In New Mexico, an occasion giving rise to a conditional privilege "is one consisting of a good-faith publication in the discharge of a public or private duty when the same is legally or morally activated." Mahona-Jojanto, Inc., supra [79 N.M. at 295-6, 442 P.2d at 785-86]. Unquestionably, as a professional duty, Dr. Phelps was morally and actively motivated, in good faith, to disclose his knowledge of plaintiff's work as a nurse-anesthetist for the benefit and protection of Veterans Hospital. We can find no evidence of any other purpose in the record, nor any inferences from the facts that would disclose any other purpose. The contents of Dr. Clark's "interview" with Dr. Phelps were not inquired into during her examination. This was the only source that could cast any aspersions on Dr. Phelps' purposes. There is no evidence that Dr. Phelps lacked knowledge of plaintiff's work connected aptitudes as a nurse-anesthetist, nor that he was in reckless disregard of the truth or falsity of statements made. We are convinced that Dr. Phelps acted in good faith with a firm belief in the truth of his oral publications. He was simply mistaken in his belief that Dr. Clark made inquiry of him.

We conclude that Dr. Phelps acquired a conditional privilege. However, this privilege can be lost when the privilege is abused. Mahona-Jojanto, Inc., supra, sets forth the standards of an abuse of privilege. It states:

... Abuse arises out of the publisher's lack of belief, or reasonable grounds for belief, in the truth of the alleged defamation; by the publication of the material for an improper use; by the publication to a person not reasonably necessary for the accomplishment of the purpose; or by publication not reasonably necessary to accomplish the purpose. [79 N.M. at 296, 442 P.2d at 786.]

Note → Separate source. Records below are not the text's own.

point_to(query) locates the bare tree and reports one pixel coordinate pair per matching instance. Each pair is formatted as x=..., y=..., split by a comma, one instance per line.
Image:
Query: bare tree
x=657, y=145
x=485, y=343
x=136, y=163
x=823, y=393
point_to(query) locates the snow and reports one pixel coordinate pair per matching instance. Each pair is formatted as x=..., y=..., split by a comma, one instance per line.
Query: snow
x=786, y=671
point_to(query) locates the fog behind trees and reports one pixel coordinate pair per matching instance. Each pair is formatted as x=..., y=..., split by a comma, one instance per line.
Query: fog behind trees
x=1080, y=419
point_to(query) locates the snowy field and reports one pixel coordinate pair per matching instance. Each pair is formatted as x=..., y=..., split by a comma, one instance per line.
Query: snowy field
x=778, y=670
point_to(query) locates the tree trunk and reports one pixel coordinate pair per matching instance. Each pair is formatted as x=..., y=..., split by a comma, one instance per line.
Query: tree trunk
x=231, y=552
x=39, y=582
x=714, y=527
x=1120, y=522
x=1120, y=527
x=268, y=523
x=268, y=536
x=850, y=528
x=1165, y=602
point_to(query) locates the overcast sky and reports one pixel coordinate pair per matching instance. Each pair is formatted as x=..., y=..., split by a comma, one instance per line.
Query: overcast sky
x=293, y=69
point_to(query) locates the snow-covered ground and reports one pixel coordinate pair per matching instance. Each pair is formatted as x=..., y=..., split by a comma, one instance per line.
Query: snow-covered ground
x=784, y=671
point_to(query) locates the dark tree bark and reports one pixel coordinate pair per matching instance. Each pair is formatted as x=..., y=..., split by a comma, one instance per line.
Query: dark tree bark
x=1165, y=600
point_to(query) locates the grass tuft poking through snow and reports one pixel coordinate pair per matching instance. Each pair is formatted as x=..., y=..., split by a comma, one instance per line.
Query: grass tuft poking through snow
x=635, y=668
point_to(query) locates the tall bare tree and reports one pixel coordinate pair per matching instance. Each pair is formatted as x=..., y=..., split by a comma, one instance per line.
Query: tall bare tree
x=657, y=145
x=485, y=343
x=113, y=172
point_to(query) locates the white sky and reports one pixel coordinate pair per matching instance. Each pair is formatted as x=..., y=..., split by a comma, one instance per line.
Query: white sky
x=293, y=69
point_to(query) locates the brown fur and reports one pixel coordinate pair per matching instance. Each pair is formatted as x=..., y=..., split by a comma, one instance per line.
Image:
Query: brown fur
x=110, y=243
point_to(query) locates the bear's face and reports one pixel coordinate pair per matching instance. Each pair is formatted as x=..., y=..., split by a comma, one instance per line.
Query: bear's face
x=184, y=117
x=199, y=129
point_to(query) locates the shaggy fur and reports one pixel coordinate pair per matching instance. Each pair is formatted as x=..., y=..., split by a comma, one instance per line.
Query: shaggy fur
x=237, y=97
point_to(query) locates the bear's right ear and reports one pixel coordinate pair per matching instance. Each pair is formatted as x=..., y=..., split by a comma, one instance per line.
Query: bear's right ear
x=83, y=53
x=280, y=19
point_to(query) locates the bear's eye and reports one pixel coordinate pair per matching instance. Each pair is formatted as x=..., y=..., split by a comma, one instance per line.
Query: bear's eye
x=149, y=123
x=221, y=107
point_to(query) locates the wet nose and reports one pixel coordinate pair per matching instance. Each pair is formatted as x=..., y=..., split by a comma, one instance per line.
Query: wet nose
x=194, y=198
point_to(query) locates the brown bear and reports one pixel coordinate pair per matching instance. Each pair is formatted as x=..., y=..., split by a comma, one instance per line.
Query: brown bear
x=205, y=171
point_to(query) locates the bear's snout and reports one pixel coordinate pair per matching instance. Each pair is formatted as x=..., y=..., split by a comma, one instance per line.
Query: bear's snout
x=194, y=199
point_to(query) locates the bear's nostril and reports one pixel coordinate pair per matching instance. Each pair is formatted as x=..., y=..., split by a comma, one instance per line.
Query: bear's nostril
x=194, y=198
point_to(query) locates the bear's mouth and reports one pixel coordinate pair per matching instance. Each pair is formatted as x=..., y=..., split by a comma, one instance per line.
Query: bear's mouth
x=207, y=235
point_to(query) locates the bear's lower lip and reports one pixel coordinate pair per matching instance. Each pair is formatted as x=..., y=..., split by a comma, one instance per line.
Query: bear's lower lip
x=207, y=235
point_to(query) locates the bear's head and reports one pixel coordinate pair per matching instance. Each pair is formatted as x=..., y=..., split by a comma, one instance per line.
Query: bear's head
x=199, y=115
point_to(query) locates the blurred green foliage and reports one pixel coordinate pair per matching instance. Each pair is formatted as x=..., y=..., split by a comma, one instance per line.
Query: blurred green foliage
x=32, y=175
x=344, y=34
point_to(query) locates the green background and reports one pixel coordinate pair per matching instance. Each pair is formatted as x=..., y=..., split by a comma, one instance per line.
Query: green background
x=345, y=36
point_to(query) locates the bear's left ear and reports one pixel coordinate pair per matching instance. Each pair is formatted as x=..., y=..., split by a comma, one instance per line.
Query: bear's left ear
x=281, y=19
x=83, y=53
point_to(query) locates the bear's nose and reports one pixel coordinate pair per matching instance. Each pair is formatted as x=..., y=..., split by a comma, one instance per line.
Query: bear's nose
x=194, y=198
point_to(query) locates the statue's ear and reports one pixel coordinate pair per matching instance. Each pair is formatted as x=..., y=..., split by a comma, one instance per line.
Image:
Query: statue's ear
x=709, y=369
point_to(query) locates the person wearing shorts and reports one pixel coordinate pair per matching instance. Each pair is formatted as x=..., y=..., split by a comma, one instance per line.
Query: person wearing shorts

The conditional privilege has the effect of taking away from defamatory language the presumption of malice in the publication, and casts upon the plaintiff the burden of proving actual malice. If the burden is carried forward by the plaintiff, the conditional privilege becomes functus officio and affords no further protection. Ward v. Ares, 29 N.M. 418, 223 P. 766 (1924). In this respect plaintiff failed.

We commend, not condemn, members of the medical profession who, in good faith, seek to protect a hospital as well as patients in the hospital in need of anesthesia, even though the oral publication may be of some harm to an anesthetist. A hospital is vitally interested in the qualifications of anesthetists whose conduct may affect the life or health of its patients. From this viewpoint, it is of primary concern to this Court that a doctor who does not abuse the conditional privilege in the service of his profession to hospitals, should be protected, not that his employee should have the right to recover damages for slander.

We conclude that Dr. Phelps acquired a conditional privilege and did not abuse it as a matter of law.

E. This Court cannot revise the law of defamation.

Defendants contend that the common law of defamation should be changed in New Mexico based upon Gertz v. Robert Welch, Inc., 418 U.S. 323, 94 S. Ct. 2997, 41 L. Ed. 2d 789 (1974), decided under the freedom of the press clause of the First Amendment; that its rationale is equally applicable to the law of private defamation under the First Amendment guarantee of freedom of speech. Millsaps v. Bankers Life Company, 35 Ill. App.3d 735, 342 N.E.2d 329 (1976); *1060 Jacron Sales Co., Inc. v. Sindorf, 276 Md. 580, 350 A.2d 688 (1976); Hill, Defamation and Privacy Under the First Amendment, 76 Columbia L.R. 1205 (1976) at 1223; "The Supreme Court, 1973 Term," 88 Harv.L.R. 41, 148 n. 52 (1974); Restatement, ibid., § 580B and comments.

We commend defendants' attorneys for the presentation of this progressive and interesting development in the law of defamation, but as they well know, this matter rests in the jurisdiction of the Supreme Court.



HERNANDEZ and LOPEZ, JJ., concurring in result only.